La critique la
plus facile, la plus typique, lorsqu’on aborde la philosophie, c’est en juger
son accessibilité. Son vocabulaire intellectuel, technique, passablement
universitaire et précis rebute la plupart des gens. N’est-ce pas là un drame ?
De dire, à la suite de tant d’autres que ceux qui ont précisément le plus
besoin de s’instruire, de réfléchir à leurs idées, d’élargir les horizons de
leurs réflexions sont exactement ceux-là qui se découragent devant l’effort intellectuel
demandé ? Jonathan Frazen, un auteur américain, dit : « Je ne peux
prétendre que le grand public écoutera ce que j’ai à dire. Je ne peux prétendre
subvertir quoi que ce soit, parce que le lecteur capable de décoder mes
messages subversifs n’a nul besoin de les entendre »[1].
L’intellectuel lorsqu’il parle, à qui s’adresse-t-il ? Est-ce à lui-même, à ses
pairs ? En cela, l’art contemporain semble avoir le même problème ou à tout le
moins la même critique : les artistes « du milieu » se
renverrait la balle à eux-mêmes, et l’art dont la visée est de s’adresser à
tout le monde, dans les faits s’adresse plutôt à un milieu initié.
À l’inverse, une
philosophie accessible et vulgarisée se fait plutôt « snober » par
les intellectuels universitaires lorsqu’elle se traduit en psycho-pop,
spiritualité et art de vivre. Promenez-vous dans un Renaud-Bray et regardez les
livres sur les étagères. Sans nécessairement être d’emblée mauvaises, il reste
que beaucoup de ces « sagesses » sont plutôt simples, parfois
simplistes, et dans le pire des cas sophistiques. Il faut avouer que la
vulgarisation en ces domaines attire aussi des personnes de plus ou moins de
bonne foi qui cherchent moins une réelle sagesse qu’une renommée. Une recette
pour mener votre vie ? Le guide du bonheur en dix étapes faciles ? Voilà qui
sonne douteux, au moins pour notre petite voix en nous qui nous avertit que les
choses sont rarement aussi simples.
De même, si
l’on fait la comparaison avec le milieu de l’art, comment juge-t-on du travail
d’un artiste ? Le nombre de ventes ? L’art a aussi bien son lot de
charlatanerie si l’on veut, dans le sens de la superficialité. Certes, parfois,
c’est précisément ce que des gens veulent. L’accessibilité est ici mise de
l’avant, peut-être au prix d’un approfondissement ou d’une certaine
authenticité. N’est-ce pas ce qu’on demande à la philosophie en la taxant
d’élitisme?
La
démocratisation de la réflexion devrait idéalement permettre aussi bien une
certaine quête de l’excellence, de la rigueur et en général d’une profondeur du
niveau de réflexion. Cependant, Tocqueville l’avait déjà prédit, les réflexions
de surface seraient légion dans les démocraties[2].

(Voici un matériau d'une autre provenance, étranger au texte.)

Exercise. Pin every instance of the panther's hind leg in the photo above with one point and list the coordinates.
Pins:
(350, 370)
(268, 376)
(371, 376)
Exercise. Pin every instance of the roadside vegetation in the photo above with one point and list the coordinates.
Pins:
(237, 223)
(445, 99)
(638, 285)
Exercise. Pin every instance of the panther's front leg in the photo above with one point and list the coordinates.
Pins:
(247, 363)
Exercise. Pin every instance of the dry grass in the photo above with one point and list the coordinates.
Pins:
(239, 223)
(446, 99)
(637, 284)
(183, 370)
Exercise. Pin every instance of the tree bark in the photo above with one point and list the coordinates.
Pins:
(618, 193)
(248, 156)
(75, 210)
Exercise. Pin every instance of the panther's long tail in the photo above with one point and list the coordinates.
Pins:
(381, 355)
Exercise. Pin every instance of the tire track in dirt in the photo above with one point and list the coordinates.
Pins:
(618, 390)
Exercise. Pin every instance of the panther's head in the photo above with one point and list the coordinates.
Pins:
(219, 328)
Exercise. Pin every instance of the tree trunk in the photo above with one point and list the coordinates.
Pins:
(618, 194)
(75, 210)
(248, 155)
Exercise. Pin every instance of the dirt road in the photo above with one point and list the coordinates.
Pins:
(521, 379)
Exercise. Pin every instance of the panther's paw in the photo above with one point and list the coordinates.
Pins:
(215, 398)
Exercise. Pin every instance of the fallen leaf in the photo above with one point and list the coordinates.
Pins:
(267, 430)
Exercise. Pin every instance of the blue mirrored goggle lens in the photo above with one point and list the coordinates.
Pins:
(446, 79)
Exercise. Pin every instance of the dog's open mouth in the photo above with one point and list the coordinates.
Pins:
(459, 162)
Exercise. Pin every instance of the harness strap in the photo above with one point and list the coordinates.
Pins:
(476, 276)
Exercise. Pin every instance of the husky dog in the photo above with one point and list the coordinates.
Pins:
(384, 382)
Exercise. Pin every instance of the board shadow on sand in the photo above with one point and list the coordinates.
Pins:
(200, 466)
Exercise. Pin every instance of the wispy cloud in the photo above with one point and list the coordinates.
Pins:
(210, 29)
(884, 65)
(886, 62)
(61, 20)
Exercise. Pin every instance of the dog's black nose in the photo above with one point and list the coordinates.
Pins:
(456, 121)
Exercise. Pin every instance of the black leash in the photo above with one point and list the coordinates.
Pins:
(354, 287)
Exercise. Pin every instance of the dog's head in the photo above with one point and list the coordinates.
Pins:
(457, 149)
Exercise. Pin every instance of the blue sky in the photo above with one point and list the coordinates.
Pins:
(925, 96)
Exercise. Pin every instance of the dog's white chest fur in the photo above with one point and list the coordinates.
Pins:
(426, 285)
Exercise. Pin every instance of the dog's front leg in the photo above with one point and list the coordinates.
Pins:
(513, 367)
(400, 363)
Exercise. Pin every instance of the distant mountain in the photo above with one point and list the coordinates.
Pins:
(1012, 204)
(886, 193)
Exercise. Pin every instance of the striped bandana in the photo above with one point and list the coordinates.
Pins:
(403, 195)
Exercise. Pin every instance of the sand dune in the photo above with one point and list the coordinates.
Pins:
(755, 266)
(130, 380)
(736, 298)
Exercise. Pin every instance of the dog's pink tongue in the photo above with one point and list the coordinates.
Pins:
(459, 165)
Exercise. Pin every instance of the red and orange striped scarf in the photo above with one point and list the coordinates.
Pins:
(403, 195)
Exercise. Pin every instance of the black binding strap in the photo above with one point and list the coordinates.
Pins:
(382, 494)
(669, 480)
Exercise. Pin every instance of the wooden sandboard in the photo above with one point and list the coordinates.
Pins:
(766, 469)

L’isolement avec lequel chacun prétend avoir des réflexions authentiques ne
concorde pas avec la manière dont l’information, les réflexions et les
idéologies sont véhiculées en démocratie. Nous baignons dans un monde
d’influence, un monde riche, complexe, varié, bigarré même. Reconnaître et
apprécier ces influences nécessite d’ouvrir le passé, de faire une certaine
généalogie des idées. Or, voilà justement ce que la plupart des vulgarisations
ne font pas : elles « partent à neuf », comme si l’on n’avait
jamais réfléchi à la question par le passé, comme si toute l’histoire de la
philosophie n’avait aucun rapport avec la façon dont on pense aujourd’hui. De
cette manière, avec cette amnésie programmée en tête, on est tout prêt à
remâcher les mêmes idées, tout en prétendant faire du neuf.
Bien sûr,
ouvrir l’histoire des idées donne le vertige et nécessite tout un effort de
traduction, de réactualisation, de réinterprétation, et ainsi de suite. À moins
d’une certaine persévérance et d’une ouverture d’esprit renouvelé, il est bien
plus confortable de rester au niveau d’une réflexion relativement superficielle
et facile. Parfois, des auteurs ont cependant le don de mixer une accessibilité
avec une certaine profondeur.
Comme pour
beaucoup de choses, l’idéal est un certain équilibre, ici entre l’accessibilité
et l’approfondissement. De toute façon, ces deux pôles coexisteront toujours et
passeront de l’un à l’autre et de l’autre à l’un selon des cycles ou si l’on
veut, des modes. Si l’expansion des idées appelle une vulgarisation, une
vulgarisation appelle au contraire un approfondissement pour compléter et
renouveler ces idées, ce qui appelle une autre vulgarisation, etc. On doit avouer qu’il serait un peu étrange de
souhaiter un nivellement par le bas, sous prétexte qu’une majorité de gens s’y
tient sans qu’il y ait, corrélativement, un mouvement d’approfondissement.